El reporte elaborado por el especialista del Centro de Investigación en Sistemas de Salud del Instituto Nacional de Salud Pública, Sergio Meneses Navarro, señala que México es el país de América Latina que menos gasto público por persona destina a la salud, por lo que el gasto de bolsillo en nuestro país es de los más altos.
El análisis subraya que la cobertura en salud, incluidos los servicios esenciales como la atención materna, muestra disparidades similares entre estados y regiones urbanas o rurales, además de que la movilidad social está estancada, pues siete de cada 10 personas nacidas en pobreza permanecen pobres en la edad adulta.
El experto apunta que sólo 51.9 por ciento del gasto total en salud proviene del sector público, mientras 39.1 por ciento corresponde a gastos de bolsillo, lo cual muestra “la forma más inequitativa e ineficiente de financiamiento al limitar el acceso efectivo a los servicios y empobrecer a las familias”.

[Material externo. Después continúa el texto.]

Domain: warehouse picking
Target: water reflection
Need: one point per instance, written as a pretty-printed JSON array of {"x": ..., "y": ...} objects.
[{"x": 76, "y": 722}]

Asimismo, considera que hay un bajo esfuerzo público, pues la esperanza de vida en México es de 75 años, menor que la de Costa Rica, Chile, Uruguay y Perú. Mientras la mortalidad materna, que es de 42 por cada 100 mil nacidos vivos y la tasa de mortalidad infantil, que son 12 por cada mil nacidos vivos, supera las de países con mayor inversión pública.